Juxtaposed with a final shot of Don Draper/Dick Whitman seemingly at peace on the California coast, the “Hilltop” TV spot proved to be an apt, if ambiguous Mad Men moment. Though Weiner didn’t definitively say whether Draper returned to New York to create the commercial (which was actually the work of a McCann Erickson creative director named Bill Backer), he did say it was not intended to put a cynical twist on Don’s moment of clarity.
“I’m not saying advertising’s not corny, but I’m saying that the people who find that ad corny, they’re probably experiencing a lot of life that way, and they’re missing out on something,” Weiner said (per The Hollywood Reporter). “Five years before that, black people and white people couldn’t even be in an ad together! And the idea that someone in an enlightened state might have created something that’s very pure — yeah, there’s soda in there with a good feeling, but… it comes from a very good place.”
Weiner also discussed the finale’s other key component: Leonard, an everyman crippled by the isolation of modern life, whom Don encounters during a group therapy session at the Esalen-esque retreat in California. The showrunner said Leonard was “probably the most important role in the series,” and he instructed his casting directors to find an unknown actor (Evan Arnold) who could really cry.
“I hope the audience would feel either that he was embracing a part of himself, or maybe them, and that they were heard,” Weiner said of the climactic hug Don and Leonard share. “I don’t want to put it into words more than that… I liked the idea where he’d come to this place, and it’d be about other people and a moment of recognition. I don’t think I can put it into words, but I knew.”

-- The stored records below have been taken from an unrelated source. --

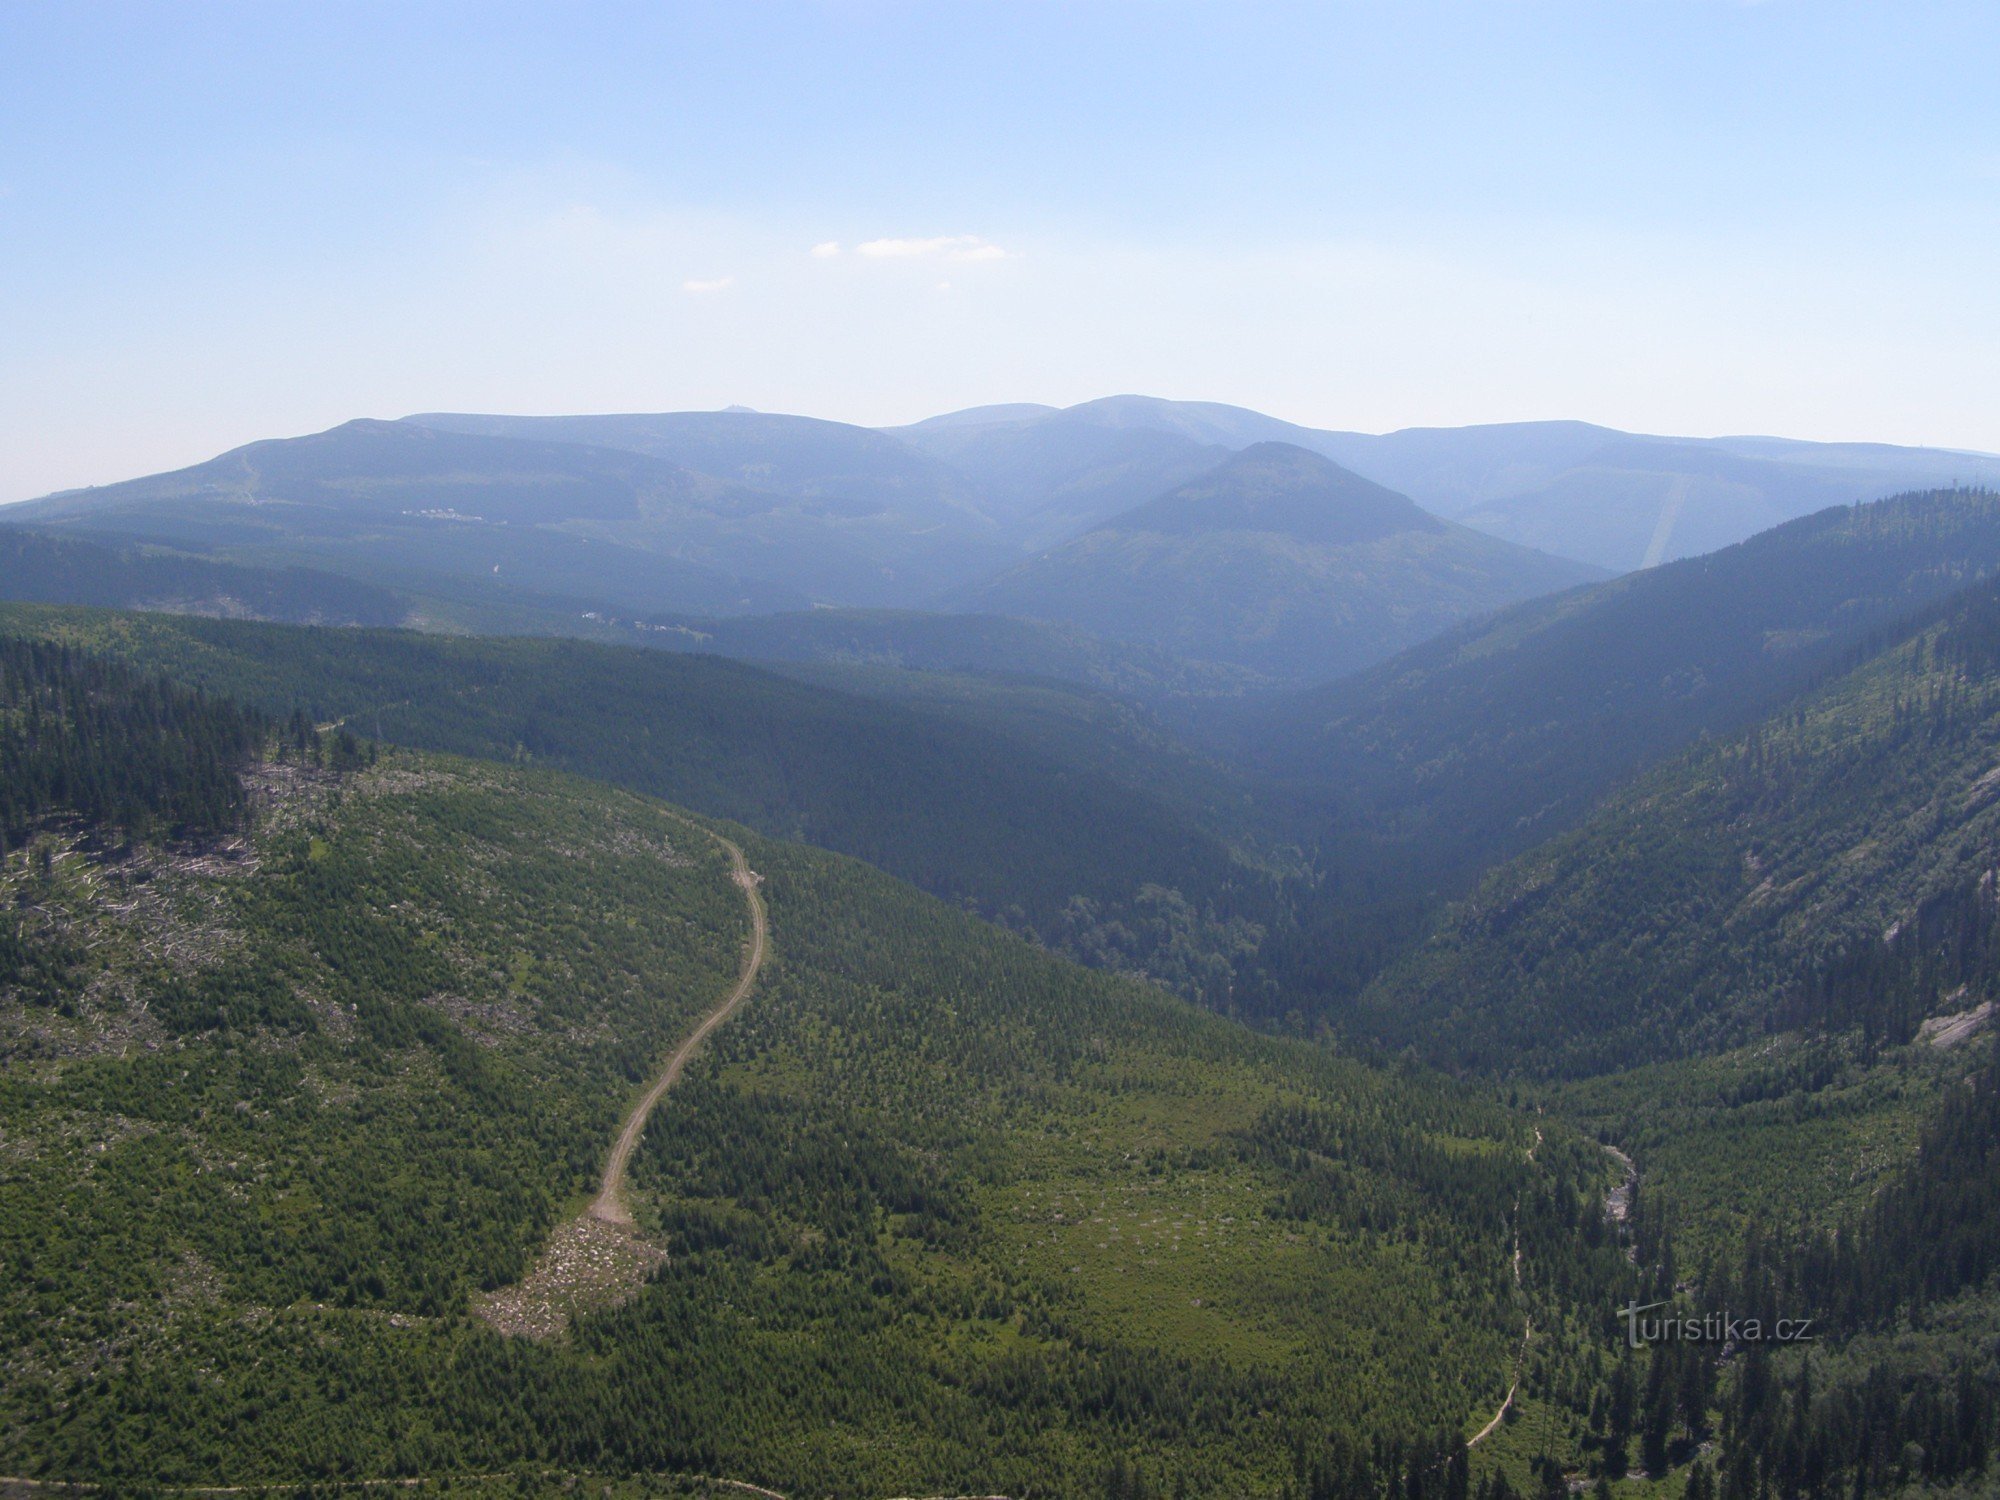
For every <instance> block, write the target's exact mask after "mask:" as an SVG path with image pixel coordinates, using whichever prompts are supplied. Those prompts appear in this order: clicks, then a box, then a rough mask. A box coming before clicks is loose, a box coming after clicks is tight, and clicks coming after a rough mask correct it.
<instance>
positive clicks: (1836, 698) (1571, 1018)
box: [1360, 584, 2000, 1072]
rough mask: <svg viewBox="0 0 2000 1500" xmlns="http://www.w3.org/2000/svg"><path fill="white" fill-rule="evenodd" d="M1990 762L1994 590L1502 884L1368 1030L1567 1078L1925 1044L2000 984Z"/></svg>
mask: <svg viewBox="0 0 2000 1500" xmlns="http://www.w3.org/2000/svg"><path fill="white" fill-rule="evenodd" d="M1996 766H2000V594H1996V588H1994V586H1992V584H1980V586H1974V588H1972V590H1968V592H1966V594H1964V596H1962V598H1960V600H1956V602H1954V606H1952V608H1950V610H1948V612H1946V614H1944V618H1942V620H1940V622H1938V624H1934V626H1930V628H1922V630H1916V632H1914V634H1912V638H1908V640H1904V642H1902V644H1894V646H1890V648H1886V650H1884V652H1882V654H1878V656H1876V658H1872V660H1868V662H1866V664H1862V666H1858V668H1856V670H1854V672H1850V674H1846V676H1842V678H1838V680H1834V682H1832V684H1828V686H1826V688H1822V690H1818V692H1814V694H1810V696H1806V698H1802V700H1798V702H1796V704H1792V706H1790V708H1786V710H1782V712H1778V714H1776V716H1774V718H1768V720H1762V722H1758V724H1756V726H1752V728H1750V730H1744V732H1740V734H1734V736H1728V738H1718V740H1712V742H1706V744H1700V746H1698V748H1694V750H1688V752H1686V754H1682V756H1680V758H1678V760H1674V762H1670V764H1666V766H1662V768H1658V770H1654V772H1650V774H1646V776H1642V778H1640V780H1636V782H1634V784H1632V786H1628V788H1624V790H1620V792H1618V794H1614V796H1612V798H1608V800H1606V804H1604V806H1602V808H1600V810H1598V812H1596V814H1592V816H1590V818H1588V820H1586V822H1584V824H1580V826H1578V828H1576V830H1572V832H1568V834H1564V836H1560V838H1554V840H1550V842H1546V844H1542V846H1538V848H1536V850H1530V852H1528V854H1524V856H1520V858H1518V860H1514V862H1510V864H1506V866H1502V868H1498V870H1496V872H1492V874H1490V876H1488V878H1486V880H1482V882H1480V886H1478V890H1476V892H1474V894H1472V896H1470V898H1468V900H1466V902H1464V904H1462V906H1458V908H1454V910H1452V912H1450V916H1448V918H1446V922H1444V924H1442V926H1440V930H1438V932H1436V934H1434V936H1432V938H1430V940H1428V942H1426V944H1424V946H1422V948H1418V950H1416V952H1412V954H1410V956H1408V958H1406V960H1404V962H1400V964H1396V966H1394V968H1392V970H1390V972H1388V974H1384V976H1382V978H1380V980H1378V982H1376V984H1374V986H1372V988H1370V990H1368V994H1366V996H1364V1004H1362V1008H1360V1014H1362V1018H1364V1022H1362V1024H1372V1026H1380V1028H1382V1030H1384V1032H1386V1034H1392V1036H1410V1038H1422V1046H1426V1048H1428V1050H1430V1052H1432V1054H1434V1056H1438V1058H1440V1060H1444V1062H1450V1064H1454V1066H1488V1068H1528V1070H1554V1072H1592V1070H1608V1068H1620V1066H1632V1064H1636V1062H1646V1060H1654V1058H1666V1056H1680V1054H1688V1052H1702V1050H1720V1048H1724V1046H1730V1044H1736V1042H1742V1040H1746V1038H1752V1036H1758V1034H1762V1032H1766V1030H1794V1028H1808V1030H1810V1028H1832V1030H1848V1028H1860V1030H1864V1032H1866V1034H1870V1036H1874V1038H1890V1040H1908V1036H1910V1034H1914V1028H1916V1024H1918V1022H1920V1020H1924V1018H1926V1016H1932V1014H1940V1012H1956V1010H1970V1008H1974V1006H1976V1004H1978V1002H1980V1000H1982V996H1986V994H1988V992H1990V990H1992V988H1994V976H1992V972H1990V970H1992V964H1990V962H1984V960H1978V956H1980V954H1984V952H1986V950H1988V948H1990V946H1992V942H1990V938H1984V936H1980V934H1982V930H1984V928H1982V920H1980V914H1982V912H1984V910H1986V908H1988V906H1990V904H1992V882H1994V848H1996V842H2000V798H1996V790H2000V780H1996ZM1940 924H1942V926H1940ZM1940 934H1944V936H1940ZM1938 944H1942V948H1938ZM1934 948H1938V952H1934ZM1940 952H1942V954H1944V956H1946V958H1948V960H1950V962H1946V960H1944V958H1940V956H1938V954H1940ZM1976 960H1978V962H1976Z"/></svg>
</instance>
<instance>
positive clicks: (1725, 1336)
mask: <svg viewBox="0 0 2000 1500" xmlns="http://www.w3.org/2000/svg"><path fill="white" fill-rule="evenodd" d="M1664 1306H1666V1302H1646V1304H1638V1302H1626V1306H1624V1308H1620V1316H1622V1318H1624V1320H1626V1344H1630V1346H1632V1348H1642V1346H1646V1344H1810V1342H1812V1338H1814V1334H1812V1324H1814V1322H1816V1320H1814V1318H1774V1320H1770V1322H1764V1320H1762V1318H1736V1316H1734V1314H1728V1312H1704V1314H1702V1316H1700V1318H1694V1316H1684V1314H1678V1312H1662V1314H1660V1316H1656V1318H1648V1316H1646V1314H1648V1312H1652V1310H1654V1308H1664Z"/></svg>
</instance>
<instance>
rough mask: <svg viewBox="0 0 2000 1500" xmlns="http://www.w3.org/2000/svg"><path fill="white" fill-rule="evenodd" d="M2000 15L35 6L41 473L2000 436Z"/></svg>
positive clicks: (24, 260)
mask: <svg viewBox="0 0 2000 1500" xmlns="http://www.w3.org/2000/svg"><path fill="white" fill-rule="evenodd" d="M1996 58H2000V6H1994V4H1990V2H1986V4H1890V2H1884V4H1834V2H1828V0H1766V2H1762V4H1744V2H1742V0H1628V2H1626V0H1594V2H1582V0H1578V2H1574V4H1564V2H1558V0H1548V2H1542V0H1482V2H1466V4H1424V2H1422V0H1404V2H1382V4H1340V2H1338V0H1324V2H1322V4H1302V6H1286V4H1256V2H1254V0H1236V4H1176V2H1170V0H1072V2H1066V4H1054V2H1048V4H1036V0H1008V2H1006V4H980V2H972V0H968V2H964V4H892V2H890V0H842V2H834V0H826V2H822V4H760V2H756V0H734V2H732V4H660V2H656V4H586V2H582V0H542V2H540V4H522V6H510V4H476V6H472V4H466V6H460V4H446V2H444V0H400V2H398V4H382V6H376V4H364V2H360V0H344V2H342V4H324V2H320V4H284V2H280V0H258V2H256V4H228V2H224V0H214V2H208V0H204V2H202V4H176V6H160V4H88V2H84V0H76V2H72V4H40V2H32V0H0V500H20V498H28V496H34V494H42V492H48V490H56V488H68V486H80V484H96V482H108V480H118V478H130V476H136V474H144V472H156V470H164V468H178V466H182V464H190V462H198V460H202V458H208V456H212V454H216V452H222V450H226V448H232V446H236V444H242V442H250V440H256V438H268V436H290V434H298V432H312V430H320V428H326V426H334V424H336V422H342V420H348V418H354V416H402V414H408V412H420V410H492V412H600V410H694V408H718V406H726V404H746V406H756V408H760V410H788V412H806V414H812V416H826V418H838V420H850V422H866V424H894V422H908V420H916V418H922V416H928V414H934V412H944V410H954V408H960V406H974V404H984V402H1010V400H1038V402H1052V404H1070V402H1078V400H1090V398H1094V396H1106V394H1114V392H1144V394H1156V396H1174V398H1186V400H1222V402H1234V404H1240V406H1254V408H1258V410H1266V412H1272V414H1276V416H1284V418H1290V420H1296V422H1308V424H1314V426H1330V428H1354V430H1368V432H1380V430H1390V428H1400V426H1440V424H1462V422H1510V420H1534V418H1584V420H1594V422H1604V424H1610V426H1620V428H1630V430H1644V432H1672V434H1696V436H1712V434H1724V432H1772V434H1782V436H1796V438H1848V440H1882V442H1916V444H1942V446H1960V448H1980V450H2000V400H1996V396H2000V276H1996V262H2000V256H1996V246H2000V200H1996V198H2000V90H1994V86H1992V76H1990V74H1992V64H1994V60H1996Z"/></svg>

Despite the warm, fuzzy, communal feelings epitomized by both Leonard and the “Hilltop” Coke ad, Weiner said Mad Men‘s ending was supposed to also capture the final flicker of progressive idealism that permeated the Sixties — and subsequently the show itself — and seemed to be snuffed out with the 1969 election of Richard Nixon.
“This whole last season,” Weiner said, “was the idea that the revolution failed in some way, and it’s time to deal with what you can control, which is yourself. This turning inward.”